A vida de homem público ganhou destaque em 1979, quando se tornou Secretário da Saúde do Estado de São Paulo do governador Paulo Maluf. Jatene criou, na época, um plano metropolitano de saúde para garantir um patamar mínimo de atendimento à população de baixa renda em todas as regiões da cidade. Boa parte dos hospitais construídos na periferia paulistana nos últimos anos resultou desse plano. E foi ministro da Saúde de dois presidentes. Permaneceu oito meses no cargo no governo Fernando Collor. Em 1995, com Fernando Henrique Cardoso, ganhou notoriedade pela batalha pela criação do imposto da saúde, que se transformaria na Contribuição Provisória sobre Movimentação Financeira (CPMF) – extinta em 2007. Não se cansava de repetir que a saúde necessita de recursos vinculados do orçamento mais do que outras áreas. “Quando você constrói uma hidrelétrica, é preciso esperar ela ficar pronta para começar a ter receita. Mas quando você entrega um hospital público, gasta-se por ano com sua manutenção duas vezes o que foi destinado à obra. Por isso é preciso ter dinheiro vinculado”, disse em 2006, quando recebeu o Prêmio da Fundação Conrado Wessel, na categoria Medicina.

Armarinho
Adib Domingos Jatene nasceu em Xapuri, no Acre. Perdeu o pai, um comerciante libanês, para a febre amarela, quando tinha apenas dois anos de idade. Passou a adolescência em Uberlândia, onde a mãe viúva foi viver, abrindo um armarinho. Trocou Uberlândia por São Paulo para fazer o ensino médio e se formou, aos 23 anos de idade, pela Faculdade de Medicina da USP. Ali também fez sua pós-graduação, orientado por Zerbini, com quem começou a trabalhar em 1951. Em 1955 tornou-se professor de uma faculdade de medicina em Uberaba, mas voltou a São Paulo dois anos mais tarde, como cirurgião do Hospital das Clínicas de São Paulo e do Instituto Dante Pazzanese. Em 1983, sucedeu Zerbini na cadeira de professor titular de cirurgia cardiovascular da FM-USP e ajudou a  desenvolver o InCor, que se tornou um paradigma internacional de atendimento e pesquisa, e inaugurou um modelo de gestão hospitalar no qual o atendimento a pacientes particulares e de convênios hospitalares ajuda a financiar os leitos destinados aos pacientes do Sistema Único de Saúde.

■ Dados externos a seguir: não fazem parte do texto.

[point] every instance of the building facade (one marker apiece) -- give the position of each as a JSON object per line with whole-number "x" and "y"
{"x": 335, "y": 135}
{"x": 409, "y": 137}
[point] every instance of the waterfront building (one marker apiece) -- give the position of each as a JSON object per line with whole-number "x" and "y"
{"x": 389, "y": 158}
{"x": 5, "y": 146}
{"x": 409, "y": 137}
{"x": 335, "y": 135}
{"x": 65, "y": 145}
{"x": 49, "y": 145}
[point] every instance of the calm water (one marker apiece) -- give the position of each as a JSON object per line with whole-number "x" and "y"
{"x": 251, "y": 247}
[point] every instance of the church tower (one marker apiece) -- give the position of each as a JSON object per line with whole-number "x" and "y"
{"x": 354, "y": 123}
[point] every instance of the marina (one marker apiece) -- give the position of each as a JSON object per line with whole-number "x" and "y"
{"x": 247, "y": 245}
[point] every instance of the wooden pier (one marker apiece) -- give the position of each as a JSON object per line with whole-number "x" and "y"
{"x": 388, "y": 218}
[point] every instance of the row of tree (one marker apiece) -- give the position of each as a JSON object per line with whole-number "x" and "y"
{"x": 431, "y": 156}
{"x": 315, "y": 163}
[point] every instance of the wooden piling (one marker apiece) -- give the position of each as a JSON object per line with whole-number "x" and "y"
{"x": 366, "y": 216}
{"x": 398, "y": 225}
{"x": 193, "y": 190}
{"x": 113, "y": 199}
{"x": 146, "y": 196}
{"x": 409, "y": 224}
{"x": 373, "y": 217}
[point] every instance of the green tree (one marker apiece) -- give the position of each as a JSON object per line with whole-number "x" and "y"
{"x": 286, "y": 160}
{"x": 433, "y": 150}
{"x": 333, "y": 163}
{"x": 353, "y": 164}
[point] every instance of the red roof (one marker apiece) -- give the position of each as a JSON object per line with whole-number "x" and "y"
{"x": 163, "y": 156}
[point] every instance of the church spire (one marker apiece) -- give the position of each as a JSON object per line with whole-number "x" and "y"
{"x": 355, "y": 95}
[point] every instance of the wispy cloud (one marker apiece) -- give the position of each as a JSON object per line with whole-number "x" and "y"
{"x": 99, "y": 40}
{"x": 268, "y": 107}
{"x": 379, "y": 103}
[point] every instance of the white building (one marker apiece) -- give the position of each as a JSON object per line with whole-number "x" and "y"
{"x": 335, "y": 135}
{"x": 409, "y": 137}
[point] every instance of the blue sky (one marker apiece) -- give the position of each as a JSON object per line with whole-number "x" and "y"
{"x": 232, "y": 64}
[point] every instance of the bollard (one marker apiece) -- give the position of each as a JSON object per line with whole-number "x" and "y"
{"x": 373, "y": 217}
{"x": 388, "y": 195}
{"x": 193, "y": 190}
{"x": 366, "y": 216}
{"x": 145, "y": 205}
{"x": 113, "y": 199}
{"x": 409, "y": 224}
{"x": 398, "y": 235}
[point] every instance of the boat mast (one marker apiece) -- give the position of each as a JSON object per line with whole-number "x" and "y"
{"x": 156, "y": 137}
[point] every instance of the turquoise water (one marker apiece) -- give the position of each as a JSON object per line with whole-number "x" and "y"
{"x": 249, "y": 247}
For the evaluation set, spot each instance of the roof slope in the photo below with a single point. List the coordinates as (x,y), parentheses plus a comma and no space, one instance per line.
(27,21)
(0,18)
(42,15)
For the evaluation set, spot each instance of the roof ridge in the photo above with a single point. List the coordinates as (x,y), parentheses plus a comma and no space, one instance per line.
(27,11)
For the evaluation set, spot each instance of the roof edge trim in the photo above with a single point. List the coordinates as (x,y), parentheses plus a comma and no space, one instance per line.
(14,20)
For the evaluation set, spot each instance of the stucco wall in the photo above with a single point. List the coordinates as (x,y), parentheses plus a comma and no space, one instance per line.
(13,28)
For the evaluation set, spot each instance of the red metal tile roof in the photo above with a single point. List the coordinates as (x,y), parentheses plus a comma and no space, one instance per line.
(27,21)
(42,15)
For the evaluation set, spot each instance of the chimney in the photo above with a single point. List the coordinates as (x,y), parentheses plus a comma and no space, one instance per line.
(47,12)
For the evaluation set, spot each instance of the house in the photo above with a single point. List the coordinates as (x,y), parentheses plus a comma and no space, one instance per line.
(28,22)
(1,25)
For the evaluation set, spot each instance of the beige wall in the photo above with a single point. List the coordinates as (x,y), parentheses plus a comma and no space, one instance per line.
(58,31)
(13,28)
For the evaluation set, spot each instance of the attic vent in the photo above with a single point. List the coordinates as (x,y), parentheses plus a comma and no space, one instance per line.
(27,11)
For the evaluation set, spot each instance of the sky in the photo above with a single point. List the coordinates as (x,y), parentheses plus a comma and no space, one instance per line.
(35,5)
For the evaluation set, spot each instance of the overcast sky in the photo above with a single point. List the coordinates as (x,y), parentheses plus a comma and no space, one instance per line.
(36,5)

Aposentou-se na USP e no Incor em 1999, e seguiu operando no Hospital do Coração (HCor), instituição privada que também dirigia, embora já não fosse tão requisitado como antigamente – e achasse isso ótimo. “A vida inteira eu lutei para que houvesse equipes de excelência espalhadas por todo o Brasil e hoje isso é uma realidade. E muitas dessas equipes têm grandes cirurgiões que eu ajudei a formar”, afirmou, também na entrevista de 2006. Manteve múltiplas atividades. Seguiu liderando o Programa da Saúde de Família, coordenado pela Fundação Zerbini, responsável pela gestão do InCor, que construiu módulos de saúde nos bairros de Sapopemba e Vila Nova Cachoeirinha. E, no Instituto de Cardiologia Dante Pazzanese, em São Paulo, continuou a se dedicar à bioengenharia, desenvolvendo próteses, equipamentos cirúrgicos e de diagnósticos para suporte a operações cardíacas, como um ventrículo cardíaco implantável eletromecânico destinado a pacientes na fila de espera por um transplante cardíaco. Encontrava tempo, ainda, para supervisionar suas fazendas de gado e, até recentemente, desempenhar as funções de presidente do Conselho Deliberativo do Museu de Arte de São Paulo (Masp), instituição da qual se tornou presidente de honra. Em 2012, Jatene sofreu um primeiro infarto – ele próprio diagnosticou o problema e convocou um colega de confiança para implantar um stent. Mas seguiu trabalhando. No ano passado, presidiu uma comissão de especialistas que ajudou o governo federal na formulação de projeto para mudanças no ensino médico no país. Deixou a mulher, Aurice, com quem se casou em 1954, quatro filhos — os médicos Ieda, Marcelo e Fabio e a arquiteta Iara – e 10 netos.